Self-Disentanglement and Re-Composition for Cross-Domain Few-Shot Segmentation: This paper identifies a feature entanglement issue in distance-comparison-based methods for Cross-Domain Few-Shot Segmentation (CD-FSS), which stems from the equal-weighted cross-matching of ViT layer outputs during distance computation. Consequently, the authors propose to address this issue through Self-Disentanglement and Re-Composition by learning the comparison weights among ViT components.
Separating Knowledge and Perception with Procedural Data: Training visual representation models solely on procedurally generated data (non-real images) and injecting real-world knowledge through a visual memory (KNN retrieval database) approaches the performance of models trained on real data in classification and segmentation tasks, while achieving full controllability of all real-world data (privacy protection and efficient forgetting).
SpikeVideoFormer: An Efficient Spike-Driven Video Transformer with Hamming Attention and \(\mathcal{O}(T)\) Complexity: This paper proposes SpikeVideoFormer, the first spike-driven Transformer designed for video tasks.
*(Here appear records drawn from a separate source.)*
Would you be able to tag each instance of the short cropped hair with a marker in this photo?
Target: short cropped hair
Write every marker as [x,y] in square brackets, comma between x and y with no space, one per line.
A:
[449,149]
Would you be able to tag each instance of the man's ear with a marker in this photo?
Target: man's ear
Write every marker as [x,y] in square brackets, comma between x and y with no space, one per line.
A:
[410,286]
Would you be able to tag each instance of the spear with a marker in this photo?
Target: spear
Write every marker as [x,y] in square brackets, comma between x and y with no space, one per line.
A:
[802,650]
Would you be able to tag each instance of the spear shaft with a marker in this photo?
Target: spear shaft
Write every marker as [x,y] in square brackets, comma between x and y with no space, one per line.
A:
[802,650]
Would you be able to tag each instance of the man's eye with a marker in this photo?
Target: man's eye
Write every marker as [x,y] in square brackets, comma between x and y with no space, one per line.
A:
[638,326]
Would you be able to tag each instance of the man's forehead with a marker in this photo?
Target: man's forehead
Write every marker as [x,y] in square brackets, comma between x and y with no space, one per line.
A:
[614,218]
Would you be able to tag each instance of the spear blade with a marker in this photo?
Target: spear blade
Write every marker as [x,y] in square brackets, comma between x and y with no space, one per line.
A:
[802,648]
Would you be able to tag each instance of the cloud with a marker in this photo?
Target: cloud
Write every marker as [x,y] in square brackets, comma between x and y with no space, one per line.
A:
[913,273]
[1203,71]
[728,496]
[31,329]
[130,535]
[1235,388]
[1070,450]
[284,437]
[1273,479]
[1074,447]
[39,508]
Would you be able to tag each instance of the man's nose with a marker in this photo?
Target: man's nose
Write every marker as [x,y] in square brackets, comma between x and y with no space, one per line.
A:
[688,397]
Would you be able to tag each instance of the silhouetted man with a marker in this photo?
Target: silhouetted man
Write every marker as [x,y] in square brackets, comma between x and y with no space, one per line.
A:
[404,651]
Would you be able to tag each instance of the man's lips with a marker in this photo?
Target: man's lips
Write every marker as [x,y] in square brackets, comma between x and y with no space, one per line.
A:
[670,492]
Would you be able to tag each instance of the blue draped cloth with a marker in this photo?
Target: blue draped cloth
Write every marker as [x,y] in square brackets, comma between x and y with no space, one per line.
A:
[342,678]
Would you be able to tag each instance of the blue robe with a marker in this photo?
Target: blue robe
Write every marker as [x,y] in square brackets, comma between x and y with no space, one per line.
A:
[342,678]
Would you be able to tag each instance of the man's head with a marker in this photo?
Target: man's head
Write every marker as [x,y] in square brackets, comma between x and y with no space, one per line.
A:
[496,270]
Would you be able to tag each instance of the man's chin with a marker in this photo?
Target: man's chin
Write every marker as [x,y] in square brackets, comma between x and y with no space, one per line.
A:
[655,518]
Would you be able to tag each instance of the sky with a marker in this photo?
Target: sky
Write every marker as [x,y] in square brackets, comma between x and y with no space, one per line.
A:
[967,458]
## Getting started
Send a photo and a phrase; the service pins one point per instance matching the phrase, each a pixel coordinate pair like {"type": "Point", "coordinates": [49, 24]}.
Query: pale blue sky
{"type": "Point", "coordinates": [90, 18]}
It utilizes Hamming attention instead of dot-product attention to accurately measure spike feature similarity, and combines joint space-time attention to maintain \(\mathcal{O}(T)\) linear time complexity. It achieves state-of-the-art (SOTA) performance for SNNs across three video tasks while being 5-16 times more energy-efficient than ANNs.
unMORE: Unsupervised Multi-Object Segmentation via Center-Boundary Reasoning: This paper proposes unMORE, which achieves unsupervised multi-object segmentation by learning a three-layer object-centric representation (existence, center field, and boundary distance field) and designing a network-free multi-object reasoning module, substantially outperforming all unsupervised methods on six datasets, including COCO.
Using Multiple Input Modalities Can Improve Data-Efficiency and O.O.D. Generalization for ML with Satellite Imagery: This work systematically studies the effects of fusing optical imagery with additional geographic data layers (DEM, land cover maps, temperature, wind speed, etc.) in satellite remote sensing ML tasks. It is found that multimodal inputs significantly improve model performance, with the gains being most pronounced in scenarios with limited labeled data and geographic out-of-distribution shifts. Surprisingly, hard-coded fusion strategies outperform learned fusion strategies.